CLÉOPÂTRE.—Que tu es loin de ressembler à Marc-Antoine! Et cependant, venant de sa part, il me semble que cette pierre philosophale t'a changé en or. Comment se porte mon brave Marc-Antoine?
ALEXAS.—La dernière chose qu'il ait faite, chère reine, a été de baiser cent fois cette perle orientale.—Ses paroles sont encore gravées dans mon coeur.
CLÉOPÂTRE.—Mon oreille est impatiente de les faire passer dans le mien.
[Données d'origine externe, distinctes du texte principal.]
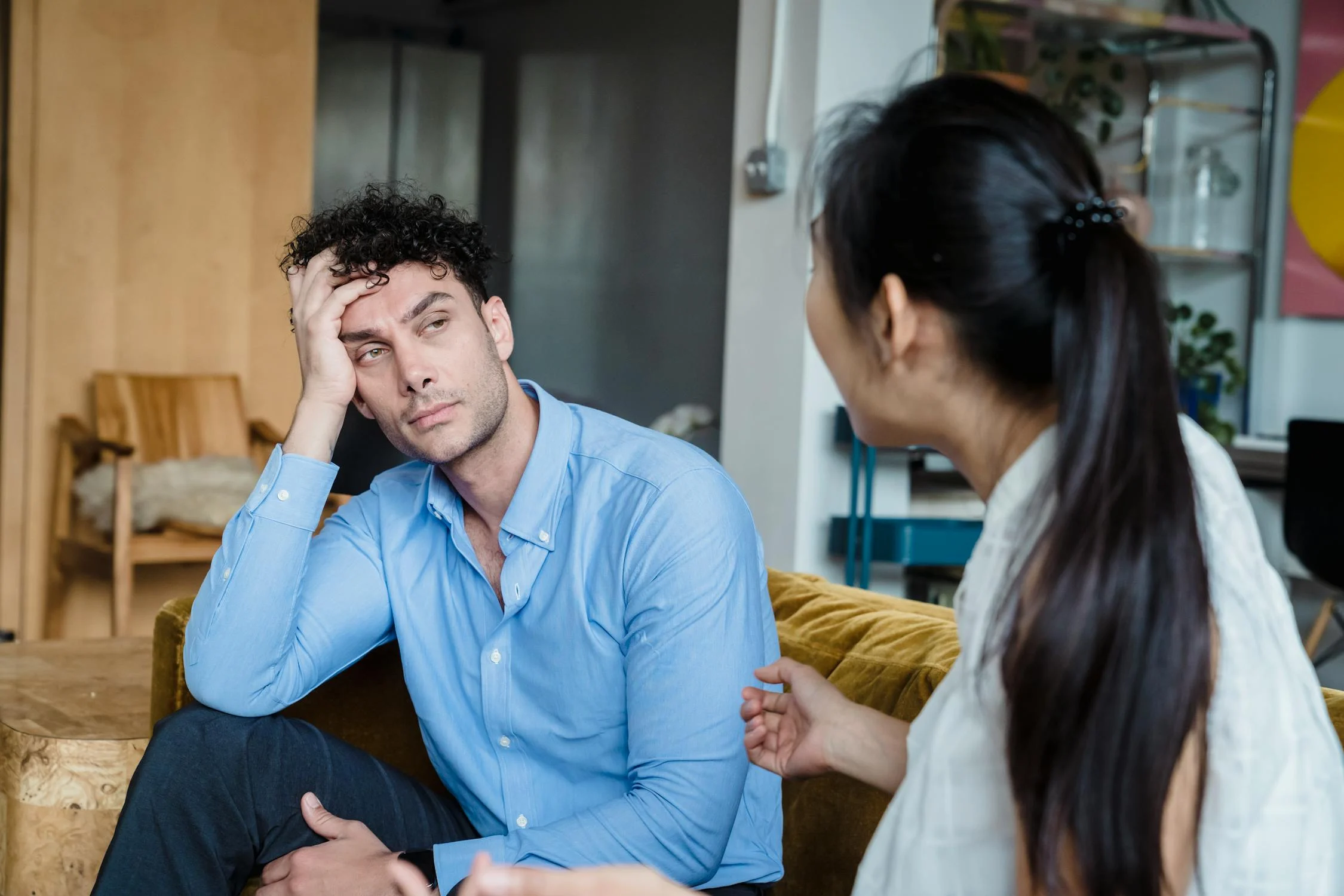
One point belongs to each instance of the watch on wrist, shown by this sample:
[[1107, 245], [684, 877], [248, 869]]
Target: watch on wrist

ALEXAS.—«Ami, m'a-t-il dit, va: dis que le fidèle Romain envoie à la reine d'Égypte ce trésor de l'huître, et que, pour rehausser la mince valeur du présent, il ira bientôt à ses pieds décorer de royaumes son trône superbe; dis-lui que bientôt tout l'Orient la nommera sa souveraine.» Là-dessus, il me fit un signe de tête, et monta d'un air grave sur son coursier fougueux, qui alors a poussé de si grands hennissements, que, lorsque j'ai voulu parler, il m'a réduit au silence.
CLÉOPÂTRE.—Dis-moi, était-il triste ou gai?
ALEXAS.—Comme la saison de l'année qui est placée entre les extrêmes de la chaleur et du froid; il n'était ni triste ni gai.
CLÉOPÂTRE.—O caractère bien partagé! Observe-le bien, observe-le bien, bonne Charmiane; c'est bien lui, mais observe-le bien; il n'était pas triste, parce qu'il voulait montrer un front serein à ceux qui composent leur visage sur le sien; il n'était pas gai, ce qui semblait leur dire qu'il avait laissé en Égypte son souvenir et sa joie, mais il gardait un juste milieu. O céleste mélange! Que tu sois triste ou gai, les transports de la tristesse et de la joie te conviennent également, plus qu'à aucun autre mortel!—As-tu rencontré mes courriers?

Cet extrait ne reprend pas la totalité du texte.